- Mämdäl Location within Tatarstan
- Country: Russia
- Region: Tatarstan
- District: Biektaw District
- Time zone: UTC+3:00

= Mämdäl =

Mämdäl (Мәмдәл) is a rural locality (a selo) in Biektaw District, Tatarstan. The population was 508 as of 2010.

== Geography ==
Mämdäl is located 31 km north of Biektaw, district's administrative centre, and 45 km north of Qazan, republic's capital, by road.
== History ==
The earliest known record of the settlement dates from the 17th century.

From 18th to the first half of the 19th centuries village's residents belonged to the social estate of state peasants.

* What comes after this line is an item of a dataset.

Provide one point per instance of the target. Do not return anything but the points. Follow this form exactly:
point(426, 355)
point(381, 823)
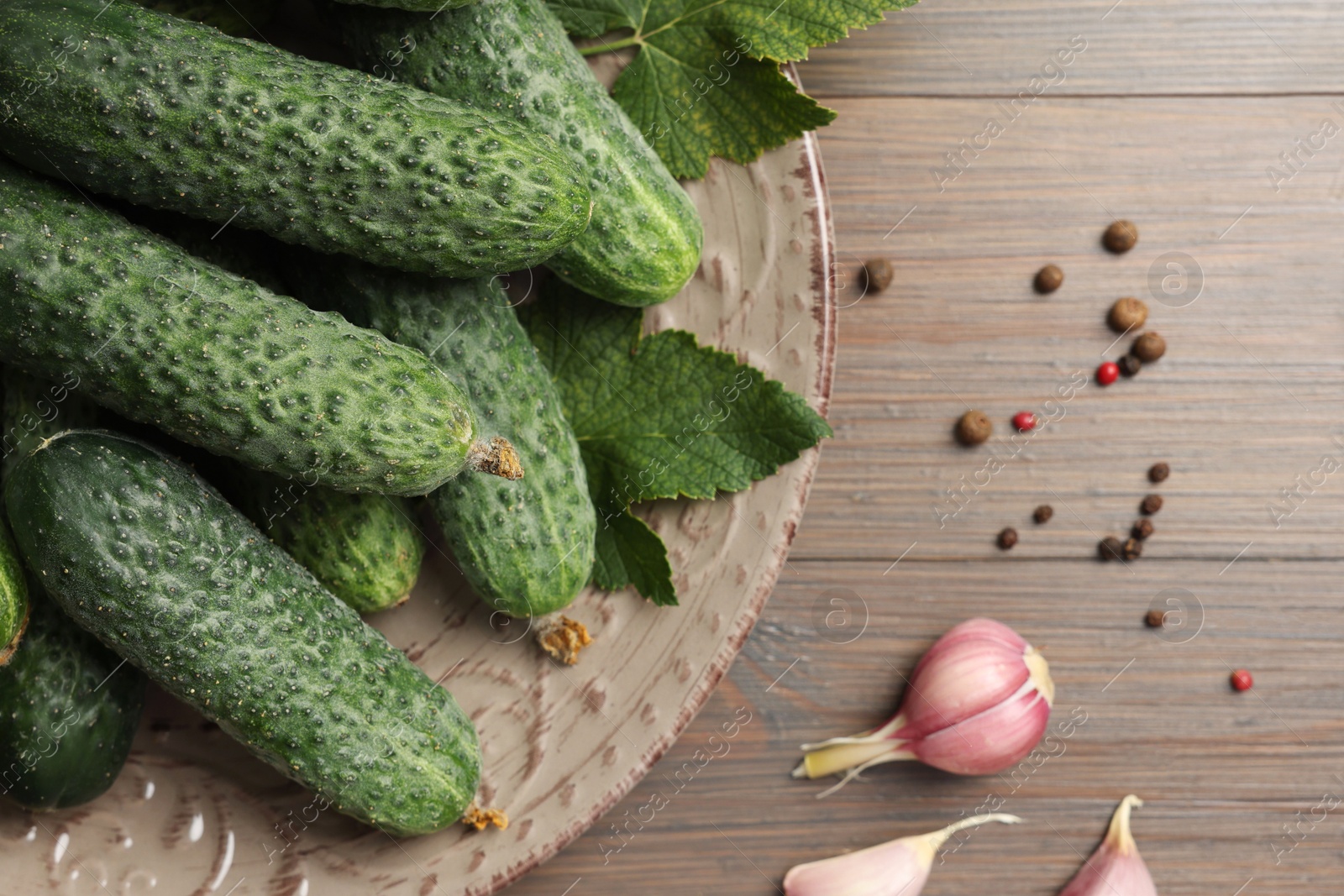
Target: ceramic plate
point(194, 815)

By the beginning of the twentieth century, village had 2 mosques, a madrasa, a mekteb, a veterinary paramedic station, a blacksmith shop, 3 windmills, 2 match factories, 10 small shops and a bazaar on Tuesdays.

Before the creation of the Tatar ASSR in 1920 was a part of Qazan Uyezd of Qazan Governorate. Since 1920 was a part of Arça Canton; after the creation of districts in Tatar ASSR (Tatarstan) in Döbyaz (1930–1963), Yäşel Üzän (1963–1965) and Biektaw districts.